2023 – Turning Leaves – Middle-grade horror.

Website – And sign up for the newsletter to get updates about the final ebook!

Turning Leaves (Working Title): October 20 - Monitored by a Beetle, Marshmallows, the Witch

October 20 – Jayla’s Journal (Fake)

Lola’s dad is still in Ohio and she’s still at our house, but yesterday after school we went to her house for a while. Her dad texted her and asked her to do some chores for him. I went with her. Her little sister Sally is staying with her aunt in Denver, though, and Lola misses her.

Lola doesn’t have any pets. She says that her dad says that he can’t trust her to take care of a pet yet.

I keep thinking about that.

Lola isn’t mean and she isn’t crazy and she does her homework and her chores and doesn’t sass her parents. She doesn’t bully her sister.

I don’t know why her dad doesn’t trust her to take care of a pet.

Cats aren’t hard to take care of. Ghost Cat is easy to take care of.

A mouse would be easy to take care of.

A lizard.

A fish.

I looked all over her house. There are no plants, either, and most of the yard is gravel and wood chips. There is a swingset in the back yard with a deep gouge under one of the swings from being swung on so hard, and a few weeds growing out of the rocks but no grass and no trees and no plants.

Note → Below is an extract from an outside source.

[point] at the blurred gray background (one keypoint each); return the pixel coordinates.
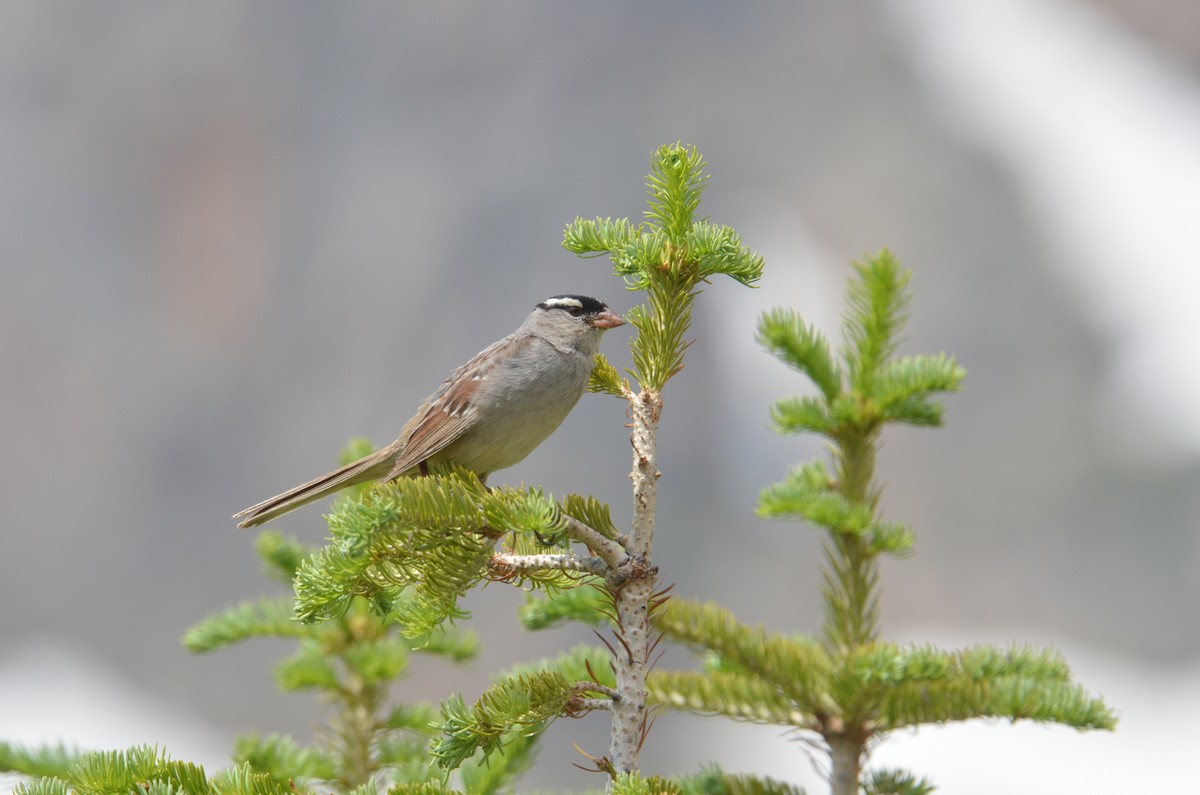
(234, 235)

Before Mom married Stepdad Dave, I had Ghost Cat. Our yard was full of grass and big trees in the front, and a big garden in the back yard, with lots of flowers. I helped Mom in the garden and Dad with the yard. When he was home he would do all the yard work for Mom and I would help him.

I didn’t hate working with him in the garden.

He was always very careful to take the bugs and worms out of the dirt when he dug the grass out of the flower beds. Sometimes he would chop a worm in half, or kill a beetle. And then he would sigh and say, “Sorry, friend,” and move the pieces out of the way.

One time he put a black beetle on my shoulder. I tried to push it off but he said, “He’s just watching us work. He has to give a report on suspicious activities to his supervisor. It’s better to let him watch so he can be sure we’re not up to anything shady.”

“We’re digging up beetle houses!” I said. I was laughing.

“Well, beetles expect that sort of thing. A little digging here and there, they have to get used to it. Dogs dig all the time. And moles.”

“And earthworms.”

“That’s right. What the beetles are watching out for is chemicals and fire, the things that don’t just dig up their homes and make them move a little, but the things that will kill a lot of beetles, all over the yard.”

“Chemicals are bad.”

“Killing all the beetles would be bad, yes. But chemicals are just chemicals. They are dangerous but they aren’t bad.”

“I think chemicals that kill all the beetles are bad. What good thing are you doing to do with chemicals that kill all the beetles?”

He smiled at me while he shook his head. I remember that he had a short beard that time. Mom wanted him to shave it off I think but he said he couldn’t stay very long and then they got in a fight, and he didn’t shave it.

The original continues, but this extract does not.